Hakkâri, tabii ki tarihi çok eski, 1936 yılında il yapılmış. Tabii, il yapılışının önemli bir nedeni burası da tam sınır noktasıdır, hem İran'a sınır noktasıdır hem Irak'a sınır noktasıdır. Burayı da dış güçlere karşı -yapıldığı tarihlerde- bir tedbir ve önlem anlamında, askerî güçlerin gidebilmesi anlamında bir il yapma durumu vardır.

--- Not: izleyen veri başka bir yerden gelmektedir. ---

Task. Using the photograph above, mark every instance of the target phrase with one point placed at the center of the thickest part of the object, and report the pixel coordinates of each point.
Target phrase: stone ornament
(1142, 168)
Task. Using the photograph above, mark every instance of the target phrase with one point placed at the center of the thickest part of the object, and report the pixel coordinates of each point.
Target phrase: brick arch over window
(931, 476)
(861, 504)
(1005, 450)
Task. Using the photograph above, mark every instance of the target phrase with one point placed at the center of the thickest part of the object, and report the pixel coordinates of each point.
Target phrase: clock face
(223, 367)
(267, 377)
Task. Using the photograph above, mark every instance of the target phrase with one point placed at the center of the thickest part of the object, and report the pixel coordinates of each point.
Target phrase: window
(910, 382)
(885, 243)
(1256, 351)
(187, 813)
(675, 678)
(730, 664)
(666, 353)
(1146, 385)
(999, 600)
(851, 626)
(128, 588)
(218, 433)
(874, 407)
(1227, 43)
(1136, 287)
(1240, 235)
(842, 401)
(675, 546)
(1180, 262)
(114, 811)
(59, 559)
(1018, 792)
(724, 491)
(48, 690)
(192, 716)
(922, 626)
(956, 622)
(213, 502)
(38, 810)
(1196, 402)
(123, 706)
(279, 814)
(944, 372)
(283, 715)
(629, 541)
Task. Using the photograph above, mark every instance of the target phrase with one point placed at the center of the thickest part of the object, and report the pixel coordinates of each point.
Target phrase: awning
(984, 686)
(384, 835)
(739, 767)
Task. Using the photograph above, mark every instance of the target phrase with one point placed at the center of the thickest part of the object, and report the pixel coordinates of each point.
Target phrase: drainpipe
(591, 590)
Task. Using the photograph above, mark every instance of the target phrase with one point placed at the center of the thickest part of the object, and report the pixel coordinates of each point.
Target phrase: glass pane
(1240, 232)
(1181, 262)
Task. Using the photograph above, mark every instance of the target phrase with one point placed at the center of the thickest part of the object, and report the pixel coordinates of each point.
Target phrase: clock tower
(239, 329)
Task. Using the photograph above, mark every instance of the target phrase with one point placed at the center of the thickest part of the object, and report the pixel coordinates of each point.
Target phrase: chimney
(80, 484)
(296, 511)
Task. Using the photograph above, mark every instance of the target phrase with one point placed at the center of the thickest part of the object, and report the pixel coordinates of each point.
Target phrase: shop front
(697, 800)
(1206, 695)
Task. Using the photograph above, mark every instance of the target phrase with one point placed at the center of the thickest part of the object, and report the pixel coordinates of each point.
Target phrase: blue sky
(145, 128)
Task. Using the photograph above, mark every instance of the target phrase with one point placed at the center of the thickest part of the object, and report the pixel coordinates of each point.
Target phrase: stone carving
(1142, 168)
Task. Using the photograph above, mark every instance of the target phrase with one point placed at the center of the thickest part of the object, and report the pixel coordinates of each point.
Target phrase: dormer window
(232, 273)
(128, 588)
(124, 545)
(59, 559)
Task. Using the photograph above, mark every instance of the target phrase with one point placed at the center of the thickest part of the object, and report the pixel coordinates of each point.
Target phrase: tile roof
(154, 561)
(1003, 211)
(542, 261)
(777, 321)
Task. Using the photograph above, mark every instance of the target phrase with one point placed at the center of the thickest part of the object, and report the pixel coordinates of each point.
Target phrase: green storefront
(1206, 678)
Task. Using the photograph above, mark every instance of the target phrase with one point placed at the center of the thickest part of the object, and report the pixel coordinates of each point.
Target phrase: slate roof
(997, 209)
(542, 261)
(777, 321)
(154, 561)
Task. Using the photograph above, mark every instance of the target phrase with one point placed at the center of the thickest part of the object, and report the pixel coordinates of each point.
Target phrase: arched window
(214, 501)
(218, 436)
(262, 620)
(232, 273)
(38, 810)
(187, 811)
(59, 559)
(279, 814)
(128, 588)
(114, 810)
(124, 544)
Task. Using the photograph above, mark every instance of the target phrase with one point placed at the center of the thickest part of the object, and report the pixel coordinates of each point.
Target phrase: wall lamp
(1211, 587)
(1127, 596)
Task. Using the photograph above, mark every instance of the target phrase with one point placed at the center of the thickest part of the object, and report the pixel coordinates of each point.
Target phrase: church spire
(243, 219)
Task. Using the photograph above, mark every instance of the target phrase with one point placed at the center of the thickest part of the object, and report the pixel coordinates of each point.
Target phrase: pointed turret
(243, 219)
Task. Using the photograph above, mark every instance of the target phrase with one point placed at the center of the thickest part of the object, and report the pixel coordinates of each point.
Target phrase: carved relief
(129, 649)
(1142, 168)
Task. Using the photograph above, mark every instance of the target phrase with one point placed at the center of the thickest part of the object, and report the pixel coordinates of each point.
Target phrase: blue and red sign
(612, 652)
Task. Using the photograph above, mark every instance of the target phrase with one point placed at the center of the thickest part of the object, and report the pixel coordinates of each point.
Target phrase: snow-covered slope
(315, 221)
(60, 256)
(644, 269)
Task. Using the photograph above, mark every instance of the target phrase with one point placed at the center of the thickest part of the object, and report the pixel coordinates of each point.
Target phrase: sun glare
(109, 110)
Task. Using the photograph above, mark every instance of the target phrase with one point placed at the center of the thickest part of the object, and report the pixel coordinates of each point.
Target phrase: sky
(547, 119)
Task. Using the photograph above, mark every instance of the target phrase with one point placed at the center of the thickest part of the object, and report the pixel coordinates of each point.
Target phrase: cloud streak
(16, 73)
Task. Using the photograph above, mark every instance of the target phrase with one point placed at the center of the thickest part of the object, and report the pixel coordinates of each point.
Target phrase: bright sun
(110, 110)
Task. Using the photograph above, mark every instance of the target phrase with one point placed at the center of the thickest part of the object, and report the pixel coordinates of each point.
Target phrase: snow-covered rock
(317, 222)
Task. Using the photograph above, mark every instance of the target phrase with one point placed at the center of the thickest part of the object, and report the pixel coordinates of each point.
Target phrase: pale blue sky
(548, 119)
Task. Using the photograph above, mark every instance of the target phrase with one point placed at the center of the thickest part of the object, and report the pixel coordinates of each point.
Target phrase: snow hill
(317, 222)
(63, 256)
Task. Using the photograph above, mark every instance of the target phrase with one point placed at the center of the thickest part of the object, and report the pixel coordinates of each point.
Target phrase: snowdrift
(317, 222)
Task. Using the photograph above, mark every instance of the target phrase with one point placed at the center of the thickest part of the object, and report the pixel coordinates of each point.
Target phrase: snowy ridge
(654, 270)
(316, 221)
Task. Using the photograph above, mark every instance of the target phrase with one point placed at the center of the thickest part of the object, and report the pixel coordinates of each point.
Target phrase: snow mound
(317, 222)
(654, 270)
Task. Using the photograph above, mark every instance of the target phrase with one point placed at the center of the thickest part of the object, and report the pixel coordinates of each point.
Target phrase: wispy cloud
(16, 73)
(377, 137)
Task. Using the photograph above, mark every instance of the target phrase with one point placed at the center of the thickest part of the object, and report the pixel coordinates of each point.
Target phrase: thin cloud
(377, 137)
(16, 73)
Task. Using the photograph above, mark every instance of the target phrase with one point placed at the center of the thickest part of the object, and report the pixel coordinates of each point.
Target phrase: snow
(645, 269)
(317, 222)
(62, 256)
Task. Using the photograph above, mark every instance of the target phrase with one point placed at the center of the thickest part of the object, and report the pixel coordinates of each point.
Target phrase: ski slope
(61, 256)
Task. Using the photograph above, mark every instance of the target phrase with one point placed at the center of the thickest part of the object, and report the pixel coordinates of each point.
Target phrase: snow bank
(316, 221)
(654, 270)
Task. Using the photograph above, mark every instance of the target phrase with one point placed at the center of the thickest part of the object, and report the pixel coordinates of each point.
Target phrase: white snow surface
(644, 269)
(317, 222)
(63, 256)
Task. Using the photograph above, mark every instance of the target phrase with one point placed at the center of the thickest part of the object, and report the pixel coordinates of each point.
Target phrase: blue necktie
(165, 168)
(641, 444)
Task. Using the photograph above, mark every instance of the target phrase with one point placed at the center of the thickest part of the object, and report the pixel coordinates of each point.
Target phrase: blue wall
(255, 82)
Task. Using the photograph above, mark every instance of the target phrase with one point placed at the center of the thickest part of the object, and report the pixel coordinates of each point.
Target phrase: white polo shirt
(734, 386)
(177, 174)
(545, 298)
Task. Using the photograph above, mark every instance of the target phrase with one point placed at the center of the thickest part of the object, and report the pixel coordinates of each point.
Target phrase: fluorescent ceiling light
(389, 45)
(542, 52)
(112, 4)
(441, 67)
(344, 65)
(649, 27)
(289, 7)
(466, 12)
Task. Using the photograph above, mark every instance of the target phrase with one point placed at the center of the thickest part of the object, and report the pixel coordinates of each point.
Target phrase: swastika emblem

Şimdi, tabii ki şüphesiz Hakkâri 1936 yılında da Türkiye demokratik bir hukuk devletiyken kurulmuştu. Bir yeri il yapamayınca siz canınız istiyor diye oraya alay götüremezsiniz, askerî güç götüremezsiniz, muhakkak bunun bir hukuksal tanımlaması gerekiyor o nedenlerle. Yoksa, yani sizin dediğiniz gibi eğer Yüksekova'da havaalanı var diye orası il yapılıyorsa valla ben de Bursalıyım yani, bizim Yenişehir'de de havaalanı var, hakikaten de Yenişehir'e biraz canlılık getirdi, ben ara sıra gidiyorum yani senede bir kere gidebiliyorum, bir sürü insan işte iş bulmuş, taksiciler memnunlar, gidip geliyorlar, müşteri taşıyorlar filan, kasabamızın ticari hayatına biraz katkısı olmuş, valla Yenişehir'i de il yaparsak bana uyar. Niye uyar? Çünkü il yaparsak bir sürü mal varlığımız var, hepsi aniden değer kazanacak, iki üç kat daha zenginleşmiş olacağız, iyi de olur diye düşünüyorum yani eğer bir havaalanı yapılması, havaalanının varlığı bir ilçenin il yapılmasına nedense. Tabii ki bu neden değil. Bir şeyler sıralamak gerekiyordu buraya yani bazı nedenler sıralamak gerekiyordu. O nedenle de bunlar böyle arka arkaya sıralanmış.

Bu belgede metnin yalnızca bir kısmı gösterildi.